AnnotationDescriptionDefault
credentials-operator.otterize.com/tls-secret-nameIf set, the operator will create a secret with this name with mTLS credentials for this pod.N/A
credentials-operator.otterize.com/dns-namesIf set, overrides the list of subject alternative names in the certificate. Should include the hostname of Kubernetes services that will be used to access this pod.N/A
credentials-operator.otterize.com/cert-ttlOverride for the expiration time for the certificate in seconds.If deployed with the bundled SPIRE server, 1 day (86400).
credentials-operator.otterize.com/cert-typeType of the credential bundle - pem or jks.pem
credentials-operator.otterize.com/cert-file-nameCertificate key name in the secret. When mounted, this is the filename for the certificate (when using spire it's the SVID file). Only used when cert-type is pem.svid.pem
credentials-operator.otterize.com/ca-file-nameBundle (certificate chain bundle) key name in the secret. When mounted, this is the filename for the certificate chain. Only used when cert-type is pem.bundle.pem
credentials-operator.otterize.com/key-file-namePrivate key key name in the secret. When mounted, this is the filename for the private key. Only used when cert-type is pem.key.pem
credentials-operator.otterize.com/keystore-file-nameKeystore key name in the secret. When mounted, this is the filename for the keystore. Only used when cert-type is jks.keystore.jks
credentials-operator.otterize.com/truststore-file-nameTruststore key name in the secret. When mounted, this is the filename for the truststore. Only used when cert-type is jks.truststore.jks
credentials-operator.otterize.com/jks-passwordPassword for the JKS truststore and keystore. Only used when cert-type is jks.password
credentials-operator.otterize.com/restart-pod-on-certificate-renewalA pod with this annotation (no matter the value) will be restarted after certificate renewal, along with any replicas. Should be ideally set through the pod owner's template spec so it will persist between restarts.N/A
intents.otterize.com/service-nameOtterize-wide override for this service's name. Used by the operator when registering the service with SPIRE and generating credentials.See Service identities

How does the credentials operator work?

SPIRE entry registration

Once the operator resolves the service name for a pod, it labels the pod and registers an entry with the SPIRE server. If configured to use Otterize Cloud credentials instead of SPIRE (useCloudToGenerateTLSCredentials in the Helm chart configuration), it registers the Otterize service with Otterize Cloud.

Credential generation

The operator consults the label credentials-operator.otterize.com/tls-secret-name. If that label exists, the operator creates a secret named after the value of the label with X.509 credentials within, provided by SPIRE or Otterize Cloud, depending on how the credentials operator is configured. This way, the pod can get autogenerated credentials without modifying its code.

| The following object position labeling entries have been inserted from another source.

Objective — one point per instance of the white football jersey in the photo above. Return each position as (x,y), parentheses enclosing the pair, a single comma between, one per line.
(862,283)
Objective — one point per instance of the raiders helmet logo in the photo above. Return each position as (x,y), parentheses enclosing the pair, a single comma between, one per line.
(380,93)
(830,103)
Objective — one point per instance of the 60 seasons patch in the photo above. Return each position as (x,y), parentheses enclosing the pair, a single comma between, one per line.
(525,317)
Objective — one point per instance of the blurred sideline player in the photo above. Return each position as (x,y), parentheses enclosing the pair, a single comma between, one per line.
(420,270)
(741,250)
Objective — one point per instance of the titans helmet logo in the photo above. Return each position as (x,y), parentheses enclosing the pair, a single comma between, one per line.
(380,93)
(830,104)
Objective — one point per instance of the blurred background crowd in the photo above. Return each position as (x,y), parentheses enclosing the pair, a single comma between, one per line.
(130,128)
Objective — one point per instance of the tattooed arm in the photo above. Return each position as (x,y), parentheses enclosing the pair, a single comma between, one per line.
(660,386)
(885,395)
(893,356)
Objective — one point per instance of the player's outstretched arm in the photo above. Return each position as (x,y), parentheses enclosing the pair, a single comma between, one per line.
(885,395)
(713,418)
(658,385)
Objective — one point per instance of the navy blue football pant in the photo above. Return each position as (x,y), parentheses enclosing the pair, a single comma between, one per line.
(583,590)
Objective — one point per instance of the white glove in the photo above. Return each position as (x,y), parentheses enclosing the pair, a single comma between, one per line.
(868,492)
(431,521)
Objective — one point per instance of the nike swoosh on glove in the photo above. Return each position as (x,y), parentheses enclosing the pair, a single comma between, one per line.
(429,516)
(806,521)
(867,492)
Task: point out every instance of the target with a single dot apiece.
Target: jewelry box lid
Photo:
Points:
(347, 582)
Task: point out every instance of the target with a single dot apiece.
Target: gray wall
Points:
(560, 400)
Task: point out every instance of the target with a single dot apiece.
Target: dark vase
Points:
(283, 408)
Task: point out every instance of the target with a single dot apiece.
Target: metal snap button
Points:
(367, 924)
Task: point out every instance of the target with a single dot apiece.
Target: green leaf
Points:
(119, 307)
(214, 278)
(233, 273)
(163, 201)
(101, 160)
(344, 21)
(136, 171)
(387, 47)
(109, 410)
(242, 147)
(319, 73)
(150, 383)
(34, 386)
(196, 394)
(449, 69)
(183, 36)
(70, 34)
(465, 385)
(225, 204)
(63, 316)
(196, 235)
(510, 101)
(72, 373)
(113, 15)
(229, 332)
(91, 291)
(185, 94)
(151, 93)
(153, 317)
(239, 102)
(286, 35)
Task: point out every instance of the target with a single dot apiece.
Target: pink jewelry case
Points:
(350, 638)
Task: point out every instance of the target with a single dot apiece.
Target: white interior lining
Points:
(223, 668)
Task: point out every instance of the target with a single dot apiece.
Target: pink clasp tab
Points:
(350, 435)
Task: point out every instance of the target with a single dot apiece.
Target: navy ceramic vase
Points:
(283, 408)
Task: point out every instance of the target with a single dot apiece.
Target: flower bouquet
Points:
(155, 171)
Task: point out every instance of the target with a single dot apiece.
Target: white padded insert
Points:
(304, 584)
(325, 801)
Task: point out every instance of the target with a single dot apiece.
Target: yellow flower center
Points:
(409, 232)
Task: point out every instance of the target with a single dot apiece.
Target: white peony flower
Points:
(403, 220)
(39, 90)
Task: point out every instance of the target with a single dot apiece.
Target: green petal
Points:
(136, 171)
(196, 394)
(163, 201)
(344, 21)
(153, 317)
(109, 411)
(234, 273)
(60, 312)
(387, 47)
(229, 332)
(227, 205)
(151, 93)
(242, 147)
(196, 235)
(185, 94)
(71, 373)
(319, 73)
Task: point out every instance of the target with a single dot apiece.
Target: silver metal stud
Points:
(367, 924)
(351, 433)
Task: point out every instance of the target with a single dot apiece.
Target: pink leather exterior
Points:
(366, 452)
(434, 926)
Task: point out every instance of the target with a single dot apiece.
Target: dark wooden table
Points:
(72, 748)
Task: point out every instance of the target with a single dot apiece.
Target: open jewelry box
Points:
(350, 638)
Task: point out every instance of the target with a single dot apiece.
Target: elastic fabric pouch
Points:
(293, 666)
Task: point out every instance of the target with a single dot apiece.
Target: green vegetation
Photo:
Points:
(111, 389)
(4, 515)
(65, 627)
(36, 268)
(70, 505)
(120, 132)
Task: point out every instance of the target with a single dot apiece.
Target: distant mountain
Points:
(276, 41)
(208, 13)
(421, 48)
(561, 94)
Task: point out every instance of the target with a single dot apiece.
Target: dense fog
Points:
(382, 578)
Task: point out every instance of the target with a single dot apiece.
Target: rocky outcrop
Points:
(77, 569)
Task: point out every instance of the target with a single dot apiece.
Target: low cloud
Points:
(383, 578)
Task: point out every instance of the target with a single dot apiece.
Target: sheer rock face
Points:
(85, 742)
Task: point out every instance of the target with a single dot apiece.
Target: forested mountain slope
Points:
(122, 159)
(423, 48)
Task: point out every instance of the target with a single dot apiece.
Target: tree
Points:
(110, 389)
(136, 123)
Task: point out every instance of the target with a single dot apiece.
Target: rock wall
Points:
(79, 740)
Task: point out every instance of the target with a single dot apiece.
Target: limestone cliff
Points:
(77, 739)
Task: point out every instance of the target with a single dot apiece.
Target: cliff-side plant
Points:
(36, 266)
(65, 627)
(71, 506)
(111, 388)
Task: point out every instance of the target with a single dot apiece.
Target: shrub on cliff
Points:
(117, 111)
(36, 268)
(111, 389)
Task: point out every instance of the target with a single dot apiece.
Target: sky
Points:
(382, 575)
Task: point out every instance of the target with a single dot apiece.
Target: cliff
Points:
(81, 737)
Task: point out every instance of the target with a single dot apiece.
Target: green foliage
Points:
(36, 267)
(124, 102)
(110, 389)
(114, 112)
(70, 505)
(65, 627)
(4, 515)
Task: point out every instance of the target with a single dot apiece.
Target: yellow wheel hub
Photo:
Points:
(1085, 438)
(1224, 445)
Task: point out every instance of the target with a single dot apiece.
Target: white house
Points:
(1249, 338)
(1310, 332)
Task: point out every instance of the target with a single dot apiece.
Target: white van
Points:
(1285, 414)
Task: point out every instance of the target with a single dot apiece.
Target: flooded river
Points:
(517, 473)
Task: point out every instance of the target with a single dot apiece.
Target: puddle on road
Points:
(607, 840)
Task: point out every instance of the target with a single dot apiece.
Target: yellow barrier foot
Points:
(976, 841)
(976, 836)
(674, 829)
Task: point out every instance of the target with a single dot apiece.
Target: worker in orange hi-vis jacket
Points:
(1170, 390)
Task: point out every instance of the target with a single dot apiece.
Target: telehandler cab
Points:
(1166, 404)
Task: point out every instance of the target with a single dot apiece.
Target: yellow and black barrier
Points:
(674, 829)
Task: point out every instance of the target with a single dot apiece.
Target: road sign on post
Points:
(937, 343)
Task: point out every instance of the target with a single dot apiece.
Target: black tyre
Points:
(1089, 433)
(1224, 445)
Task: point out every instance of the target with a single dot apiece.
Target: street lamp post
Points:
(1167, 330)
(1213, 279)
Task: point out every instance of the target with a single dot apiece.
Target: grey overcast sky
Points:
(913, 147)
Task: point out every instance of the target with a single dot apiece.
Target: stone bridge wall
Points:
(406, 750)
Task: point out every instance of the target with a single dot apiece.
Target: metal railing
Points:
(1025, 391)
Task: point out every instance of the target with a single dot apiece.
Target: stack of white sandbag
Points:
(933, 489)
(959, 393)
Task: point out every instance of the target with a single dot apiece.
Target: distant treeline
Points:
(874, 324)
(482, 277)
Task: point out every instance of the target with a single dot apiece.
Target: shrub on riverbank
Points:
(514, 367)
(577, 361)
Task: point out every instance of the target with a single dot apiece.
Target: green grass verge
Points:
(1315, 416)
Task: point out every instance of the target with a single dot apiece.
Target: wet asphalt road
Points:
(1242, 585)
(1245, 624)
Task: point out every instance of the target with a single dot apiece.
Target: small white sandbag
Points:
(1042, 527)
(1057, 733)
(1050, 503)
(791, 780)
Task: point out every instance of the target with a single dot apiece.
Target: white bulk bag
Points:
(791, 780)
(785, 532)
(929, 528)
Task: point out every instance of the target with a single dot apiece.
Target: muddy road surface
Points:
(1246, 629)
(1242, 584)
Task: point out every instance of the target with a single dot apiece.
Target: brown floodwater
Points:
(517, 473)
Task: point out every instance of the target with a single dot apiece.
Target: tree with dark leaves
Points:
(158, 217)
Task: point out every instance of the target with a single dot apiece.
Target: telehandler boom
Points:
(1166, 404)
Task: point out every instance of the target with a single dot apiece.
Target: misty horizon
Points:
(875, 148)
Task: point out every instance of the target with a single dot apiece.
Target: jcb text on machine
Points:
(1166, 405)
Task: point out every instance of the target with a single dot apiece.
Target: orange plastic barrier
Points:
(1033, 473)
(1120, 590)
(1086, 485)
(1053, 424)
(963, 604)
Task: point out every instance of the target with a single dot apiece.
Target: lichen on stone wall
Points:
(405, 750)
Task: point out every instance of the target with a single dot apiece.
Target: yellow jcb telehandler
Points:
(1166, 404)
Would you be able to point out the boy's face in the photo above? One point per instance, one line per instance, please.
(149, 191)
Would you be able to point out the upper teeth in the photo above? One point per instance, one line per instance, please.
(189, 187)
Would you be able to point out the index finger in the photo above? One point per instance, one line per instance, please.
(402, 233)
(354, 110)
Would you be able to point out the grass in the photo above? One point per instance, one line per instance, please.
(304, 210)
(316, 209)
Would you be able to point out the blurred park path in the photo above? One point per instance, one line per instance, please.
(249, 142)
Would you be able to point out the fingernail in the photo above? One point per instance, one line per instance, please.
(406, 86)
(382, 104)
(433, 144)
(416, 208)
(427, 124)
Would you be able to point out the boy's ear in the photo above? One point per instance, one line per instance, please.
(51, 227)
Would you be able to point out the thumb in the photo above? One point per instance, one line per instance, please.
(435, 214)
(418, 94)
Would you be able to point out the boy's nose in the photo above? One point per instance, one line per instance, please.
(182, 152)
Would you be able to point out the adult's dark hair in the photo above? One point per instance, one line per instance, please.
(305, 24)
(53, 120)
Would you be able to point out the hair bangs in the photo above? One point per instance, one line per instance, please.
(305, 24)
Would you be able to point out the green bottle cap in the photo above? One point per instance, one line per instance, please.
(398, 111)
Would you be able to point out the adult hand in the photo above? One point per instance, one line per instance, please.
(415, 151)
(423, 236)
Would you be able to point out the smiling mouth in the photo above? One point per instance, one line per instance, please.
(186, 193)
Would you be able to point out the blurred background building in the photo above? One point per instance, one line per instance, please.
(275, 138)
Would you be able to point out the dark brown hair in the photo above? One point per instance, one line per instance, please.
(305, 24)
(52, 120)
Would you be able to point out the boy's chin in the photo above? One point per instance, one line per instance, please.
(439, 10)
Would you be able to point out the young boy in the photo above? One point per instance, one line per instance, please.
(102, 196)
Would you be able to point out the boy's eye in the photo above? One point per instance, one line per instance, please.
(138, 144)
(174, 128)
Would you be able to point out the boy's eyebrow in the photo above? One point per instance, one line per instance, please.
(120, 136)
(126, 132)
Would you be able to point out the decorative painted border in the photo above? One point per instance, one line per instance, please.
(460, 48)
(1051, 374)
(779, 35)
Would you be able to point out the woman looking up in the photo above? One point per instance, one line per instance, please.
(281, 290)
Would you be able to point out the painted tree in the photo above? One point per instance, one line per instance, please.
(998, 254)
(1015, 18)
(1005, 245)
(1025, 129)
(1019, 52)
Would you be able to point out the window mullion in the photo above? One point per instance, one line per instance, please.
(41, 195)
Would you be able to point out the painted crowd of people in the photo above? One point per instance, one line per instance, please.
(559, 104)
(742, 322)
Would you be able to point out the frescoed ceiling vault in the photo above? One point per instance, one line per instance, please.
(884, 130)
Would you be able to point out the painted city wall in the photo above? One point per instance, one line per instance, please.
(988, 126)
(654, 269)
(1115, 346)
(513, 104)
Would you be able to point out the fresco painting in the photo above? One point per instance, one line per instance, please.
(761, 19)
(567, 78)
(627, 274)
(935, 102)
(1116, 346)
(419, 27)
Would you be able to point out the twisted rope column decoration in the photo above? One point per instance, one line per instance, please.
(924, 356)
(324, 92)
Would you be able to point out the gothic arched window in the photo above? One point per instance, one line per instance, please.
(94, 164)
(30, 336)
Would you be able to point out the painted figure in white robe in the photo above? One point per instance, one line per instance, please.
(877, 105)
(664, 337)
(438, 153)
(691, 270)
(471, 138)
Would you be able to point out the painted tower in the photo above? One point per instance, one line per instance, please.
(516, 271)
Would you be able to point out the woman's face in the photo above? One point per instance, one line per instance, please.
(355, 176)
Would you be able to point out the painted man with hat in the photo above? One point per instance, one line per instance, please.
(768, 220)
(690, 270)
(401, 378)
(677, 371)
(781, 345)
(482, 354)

When using SPIRE, once the operator has registered the pod with SPIRE, which happens automatically upon startup, the pod can use the SPIRE Workload API to generate credentials for the SVID <servicename>.<namespace>.

Service name resolution and automatic pod labeling

Service name resolution is performed one of two ways:

  1. If an intents.otterize.com/service-name annotation is present, that name is used.
  2. If not, a recursive look up is performed for the Kubernetes resource owner for a Pod until the root is reached. For example, if you have a Deployment named client, which then creates and owns a ReplicaSet, which then creates and owns a Pod, then the service name for that pod is client - same as the name of the Deployment.

The value resulting from this process forms the value of the label credentials-operator.otterize.com/service-name.